Kenapa nggak langsung lanjut untuk S-1? Alasannya sebenarnya
sederhana, aku perlu persiapan matang. Tujuanku kuliah di Korea bukan sekadar
dapat gelar-pulang, tapi ingin sampai membangun karier juga di sana. Di luar
itu, finansial yang gak mungkin mampu (walau ada beasiswa juga tetap harus
bayar ini-itu buat pendaftaran), aku juga gak bisa langsung melanjutkan S-1
seperti itu. Apalagi diri ini bukan domisili Jawa yang akses mudah. Jadi
keliatannya memang kendalanya sudah paling jelas adalah finansial.
Dengan mengambil S-1 di Indonesia, aku juga udah merasa puas.
Sembari mematangkan bahasa Korea juga dan mencari informasi tambahan tentang
beasiswa dan campus life orang-orang
Indonesia yang lagi dan pernah lanjut studi di sana, aku kembali menyusun
kembali rencana yang kubuat itu. Apakah realistis kalau habis S-1 kerja kurang
lebih 4 tahun sambil kumpul uang buat persiapan beasiswa? Lalu nanti rencana
jangka panjang pasca master mau gimana? Kalau semisal ekspektasinya hanya
sebatas di angan, apa udah siap dengan plan
B, C, atau D?
Pertanyaan-pertanyaan seperti itu normal saja timbul, apalagi
memang gak bisa dipungkiri kalau usia 20an awal itu kehidupan berputar di
pusaran yang berbeda; bukan perkara nanti mau kuliah ambil jurusan apa, cara
mempertahankan IPK bagaimana lagi, tapi apakah bisa keluar dari krisis
kehidupan yang bersembunyi dalam label ‘masalah orang dewasa’?
Setelah lulus S-1, perencanaan itu jauh terasa nyata,
realistis, dan diwujudkan perlahan dan pasti. I have big vision for my future, and I’ll catch it no matter what
happens to me. Walaupun kadang ada satu-dua keadaan yang jadi batu
sandungan, semuanya dinikmati saja.
Dan saat semuanya tampak sudah tersiapkan, tujuan universitas
bahkan sudah dipilih sambil mencari informasi lain yang mungkin bisa jadi opsi,
semuanya bagai buyar ketika aku baru-baru saja lulus.
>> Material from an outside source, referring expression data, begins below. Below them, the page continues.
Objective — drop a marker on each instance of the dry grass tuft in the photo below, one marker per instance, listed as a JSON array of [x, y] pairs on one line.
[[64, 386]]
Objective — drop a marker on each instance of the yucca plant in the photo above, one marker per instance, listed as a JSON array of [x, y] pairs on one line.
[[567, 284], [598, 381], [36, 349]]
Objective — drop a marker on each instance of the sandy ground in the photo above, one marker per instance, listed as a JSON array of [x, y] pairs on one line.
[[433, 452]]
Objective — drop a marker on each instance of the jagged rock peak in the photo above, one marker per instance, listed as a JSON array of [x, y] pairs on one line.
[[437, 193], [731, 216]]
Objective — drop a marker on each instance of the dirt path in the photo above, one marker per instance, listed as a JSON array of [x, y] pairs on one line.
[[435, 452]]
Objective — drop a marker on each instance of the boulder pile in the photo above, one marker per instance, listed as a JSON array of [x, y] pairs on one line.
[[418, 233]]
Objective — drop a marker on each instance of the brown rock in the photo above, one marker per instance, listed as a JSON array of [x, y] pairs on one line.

Memang benar sekali ucapan
ini: sekeras-kerasnya manusia menyusun rencana kalau Tuhan belum bilang oke,
rencana itu bisa ‘dibuyarkan’ dengan hal lain yang menurutNya lebih baik.
Ternyata Tuhan memberi kesempatan untuk lanjut magister lebih
cepat dibanding dugaan. Jujur semuanya terasa kayak mimpi, karena aku nggak
pernah memikirkan pilihan langsung melanjutkan S-2 ketika baru saja lulus S-1.
Sungguh luar biasa kuasaNya memang. Ia yang paling tahu dan paham apa yang
dibutuhkan oleh umatNya, sehingga aku yakin rencanaNya takkan pernah gagal dan
berkesudahan.
Tawaran untuk magister sudah sedikit kujelaskan di postingan ini. Aku nggak usah
memusingkan perkara finansial yang jadi sandungan terberatku selama berniat
melanjutkan studi, dan aku bersyukur akan hal itu walaupun tetap yang namanya
pemberian pasti akan terbatas. Hingga tiba pula saatnya aku diminta untuk
memilih beberapa tujuan universitas untuk studi S-2. Beberapa nama universitas
disarankan oleh pemberi beasiswa. Aku pun senang sekali mendengarnya karena di
antara nama-nama itu, aku tahu bagaimana reputasi dan potensi besar yang bisa
kugali selama bersekolah di sana. Bahkan nama-nama universitas yang gak berada
di Indonesia juga ikut disebut.
Singkat cerita, ternyata GKS terasa sulit buat digapai.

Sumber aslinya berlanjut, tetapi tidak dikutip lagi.